I'm trying to produce code (currently using clang++-3.8) that adds two numbers consisting of multiple machine words. To simplify things for the moment I'm only adding 128bit numbers, but I'd like to be able to generalise this.
First some typedefs:
typedef unsigned long long unsigned_word;
typedef __uint128_t unsigned_128;
And a "result" type:
struct Result
{
unsigned_word lo;
unsigned_word hi;
};
The first function, f
, takes two pairs of unsigned words and returns a result, by as an intermediate step putting both of these 64 bit words into a 128 bit word before adding them, like so:
Result f (unsigned_word lo1, unsigned_word hi1, unsigned_word lo2, unsigned_word hi2)
{
Result x;
unsigned_128 n1 = lo1 + (static_cast<unsigned_128>(hi1) << 64);
unsigned_128 n2 = lo2 + (static_cast<unsigned_128>(hi2) << 64);
unsigned_128 r1 = n1 + n2;
x.lo = r1 & ((static_cast<unsigned_128>(1) << 64) - 1);
x.hi = r1 >> 64;
return x;
}
This actually gets inlined quite nicely like so:
movq 8(%rsp), %rsi
movq (%rsp), %rbx
addq 24(%rsp), %rsi
adcq 16(%rsp), %rbx
Now, instead I've written a simpler function using the clang multi-precision primatives, as below:
static Result g (unsigned_word lo1, unsigned_word hi1, unsigned_word lo2, unsigned_word hi2)
{
Result x;
unsigned_word carryout;
x.lo = __builtin_addcll(lo1, lo2, 0, &carryout);
x.hi = __builtin_addcll(hi1, hi2, carryout, &x.carry);
return x;
}
This produces the following assembly:
movq 24(%rsp), %rsi
movq (%rsp), %rbx
addq 16(%rsp), %rbx
addq 8(%rsp), %rsi
adcq $0, %rbx
In this case, there's an extra add.

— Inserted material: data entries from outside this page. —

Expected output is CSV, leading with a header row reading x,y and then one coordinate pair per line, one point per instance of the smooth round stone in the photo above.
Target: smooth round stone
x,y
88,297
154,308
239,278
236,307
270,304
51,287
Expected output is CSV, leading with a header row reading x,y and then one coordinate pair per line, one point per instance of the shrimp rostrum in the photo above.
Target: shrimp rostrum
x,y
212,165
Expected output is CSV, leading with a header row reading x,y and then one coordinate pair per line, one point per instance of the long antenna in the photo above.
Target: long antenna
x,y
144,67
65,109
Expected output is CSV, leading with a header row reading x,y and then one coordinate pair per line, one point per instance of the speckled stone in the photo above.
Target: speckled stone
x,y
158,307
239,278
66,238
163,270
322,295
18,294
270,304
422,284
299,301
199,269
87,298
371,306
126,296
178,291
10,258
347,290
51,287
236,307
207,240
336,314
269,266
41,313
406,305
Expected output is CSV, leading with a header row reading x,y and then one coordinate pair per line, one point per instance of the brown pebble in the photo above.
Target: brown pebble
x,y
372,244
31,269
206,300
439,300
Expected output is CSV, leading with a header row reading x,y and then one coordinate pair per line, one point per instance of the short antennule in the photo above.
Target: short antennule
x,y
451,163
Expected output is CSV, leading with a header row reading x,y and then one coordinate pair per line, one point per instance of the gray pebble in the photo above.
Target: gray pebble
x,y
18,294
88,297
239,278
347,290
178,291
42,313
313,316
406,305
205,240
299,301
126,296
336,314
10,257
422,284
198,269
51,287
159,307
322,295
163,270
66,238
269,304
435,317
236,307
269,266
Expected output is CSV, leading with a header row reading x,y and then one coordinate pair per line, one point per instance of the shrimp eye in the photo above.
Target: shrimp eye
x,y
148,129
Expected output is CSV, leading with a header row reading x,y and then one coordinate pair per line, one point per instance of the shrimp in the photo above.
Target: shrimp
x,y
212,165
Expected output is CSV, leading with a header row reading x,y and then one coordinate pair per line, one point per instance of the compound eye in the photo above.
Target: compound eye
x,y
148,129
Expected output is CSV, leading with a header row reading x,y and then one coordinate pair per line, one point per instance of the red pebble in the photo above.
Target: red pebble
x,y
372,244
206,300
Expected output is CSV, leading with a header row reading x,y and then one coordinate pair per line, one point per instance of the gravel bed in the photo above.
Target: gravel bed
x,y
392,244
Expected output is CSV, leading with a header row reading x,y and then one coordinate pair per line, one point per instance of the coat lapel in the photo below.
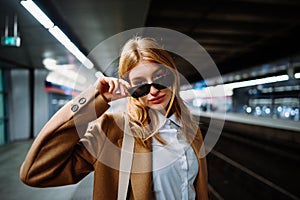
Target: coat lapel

Instead of doing an ordinary add
on the lo-words, then an adc
on the hi-words, it just add
s the hi-words, then add
s the lo-words, then does an adc
on the hi-word again with an argument of zero.
This may not look too bad, but when you try this with larger words (say 192bit, 256bit) you soon get a mess of or
s and other instructions dealing with the carries up the chain, instead of a simple chain of add
, adc
, adc
, ... adc
.
The multi-precision primitives seem to be doing a terrible job at exactly what they're intended to do.
So what I'm looking for is code that I could generalise to any length (no need to do it, just enough so I can work out how to), which clang produces additions in an manner with is as efficient as what it does with it's built in 128 bit type (which unfortunately I can't easily generalise). I presume this should just a chain of adc
s, but I'm welcome to arguments and code that it should be something else.